Was anybody seriously expecting major changes from the São Paulo NETmundial Summit at the end of April?

Not really: if multi-stakeholder meetings on Internet governance were leading to anything concrete for civil society in terms of rights and freedoms, we would know it - as highlighted by La Quadrature du Netin a communication preceding the event.

All we could hope was for the situation to not get worse. This Could have been the case if support had been shown to some of the recent wanderings around fostering Nation-based webs for example, promoted by Angela Merkel and strongly condemned by Internet pioneer Tim Berners-Lee.

Organised at the behest of Brazilian President Dilma Rousseff -- whose speech in front of the United Nations in September 2013 did not demonstrate much tolerance regarding the United States spying system -- the NETmundial Summit had dual objectives: identifying a set of Internet governance principles and drawing up a roadmap for the future of the Internet ecosystem.

The term "multi-stakeholder meeting" has been widely criticised, with critics suggesting notably that aiming at reaching a compromise with such a disparate aggregation of participants was doomed to fail. While it indeed looked like some sort of parade to avoid talking about the actions of the governments actually involved, the outcomes document shows sincere efforts from the organisers to articulate a basis for healthy Internet governance.

Looking at the outcomes document we find first of all, "Human Rights and Shared Values": the freedom of expression, the freedom of association, the right to privacy, accessibility for persons with disabilities, the freedom of information, access to information and finally, the right to development for people living in poor countries.

"Rights that people have offline must also be protected online", says the document. Mainly targeted here: the repeatedly violated right to privacy, which supposes "not being subject to arbitrary or unlawful surveillance, collection, treatment and use of personal data" and "the protection of the law against such interference."

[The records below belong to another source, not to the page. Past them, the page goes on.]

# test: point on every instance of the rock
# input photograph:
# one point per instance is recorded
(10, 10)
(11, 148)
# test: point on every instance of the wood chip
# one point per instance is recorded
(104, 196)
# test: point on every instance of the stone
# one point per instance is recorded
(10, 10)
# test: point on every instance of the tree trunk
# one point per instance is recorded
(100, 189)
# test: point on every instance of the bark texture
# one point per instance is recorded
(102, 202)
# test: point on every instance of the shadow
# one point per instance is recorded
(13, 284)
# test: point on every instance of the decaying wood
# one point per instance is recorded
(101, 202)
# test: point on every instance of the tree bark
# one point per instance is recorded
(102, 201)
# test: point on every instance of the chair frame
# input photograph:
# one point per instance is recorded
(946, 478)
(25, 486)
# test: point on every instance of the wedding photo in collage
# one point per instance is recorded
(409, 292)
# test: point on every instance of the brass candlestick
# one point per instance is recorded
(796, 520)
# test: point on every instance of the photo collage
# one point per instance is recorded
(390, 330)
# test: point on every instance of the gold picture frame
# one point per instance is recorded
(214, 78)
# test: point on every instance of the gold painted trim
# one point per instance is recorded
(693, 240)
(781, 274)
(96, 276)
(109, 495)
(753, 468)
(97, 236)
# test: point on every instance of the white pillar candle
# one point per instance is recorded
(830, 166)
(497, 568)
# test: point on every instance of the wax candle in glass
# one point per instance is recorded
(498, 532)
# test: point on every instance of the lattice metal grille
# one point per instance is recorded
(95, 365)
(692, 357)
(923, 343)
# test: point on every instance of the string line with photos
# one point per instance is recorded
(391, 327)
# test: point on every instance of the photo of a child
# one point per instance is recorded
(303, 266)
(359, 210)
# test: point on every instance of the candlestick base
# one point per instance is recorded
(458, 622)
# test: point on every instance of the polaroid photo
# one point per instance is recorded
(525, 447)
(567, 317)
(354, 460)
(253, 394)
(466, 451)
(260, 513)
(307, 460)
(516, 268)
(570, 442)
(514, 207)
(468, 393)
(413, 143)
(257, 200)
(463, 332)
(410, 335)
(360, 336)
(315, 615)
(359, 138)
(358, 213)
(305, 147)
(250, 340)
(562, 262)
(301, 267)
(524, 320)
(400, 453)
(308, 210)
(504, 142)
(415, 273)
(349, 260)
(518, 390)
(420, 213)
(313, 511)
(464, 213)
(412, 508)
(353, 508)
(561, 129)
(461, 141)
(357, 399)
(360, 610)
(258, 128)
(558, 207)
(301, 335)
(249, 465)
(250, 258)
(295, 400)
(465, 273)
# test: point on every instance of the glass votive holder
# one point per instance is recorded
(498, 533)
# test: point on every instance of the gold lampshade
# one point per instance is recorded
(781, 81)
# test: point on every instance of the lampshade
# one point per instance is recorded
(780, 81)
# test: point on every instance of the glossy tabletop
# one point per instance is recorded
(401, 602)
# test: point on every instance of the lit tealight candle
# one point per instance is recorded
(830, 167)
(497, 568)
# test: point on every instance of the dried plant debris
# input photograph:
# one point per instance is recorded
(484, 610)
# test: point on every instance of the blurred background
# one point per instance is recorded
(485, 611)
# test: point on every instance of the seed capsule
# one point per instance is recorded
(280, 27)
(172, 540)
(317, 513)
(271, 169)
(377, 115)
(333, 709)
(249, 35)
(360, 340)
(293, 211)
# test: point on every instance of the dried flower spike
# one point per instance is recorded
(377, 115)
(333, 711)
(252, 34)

Other principles follow. The Internet shall be, among other things, a "unified and unfragmented space" as well as an "open and distributed architecture"; it shall imply the use of open standards, "that allow for a global, interoperable, resilient, stable, decentralized, secure, and interconnected network, available to all" and "must be consistent with human rights, [...] development and innovation."

While most of the text is written in rather vague terms, one paragraph does not leave room for discussion; surprisingly, it clearly proclaims the Freedom to Innovate (!):

The ability to innovate and create has been at the heart of the remarkable growth of the Internet and it has brought great value to the global society. For the preservation of its dynamism, Internet governance must continue to allow permissionless innovation through an enabling Internet environment, consistent with other principles in this document.  

Sweeping away Intellectual Property restrictions, Permissionless Innovation Freedom is finally proposed in black and white. Congrats Brazil! A very smart move beyond all the hopes we might have had at the outset.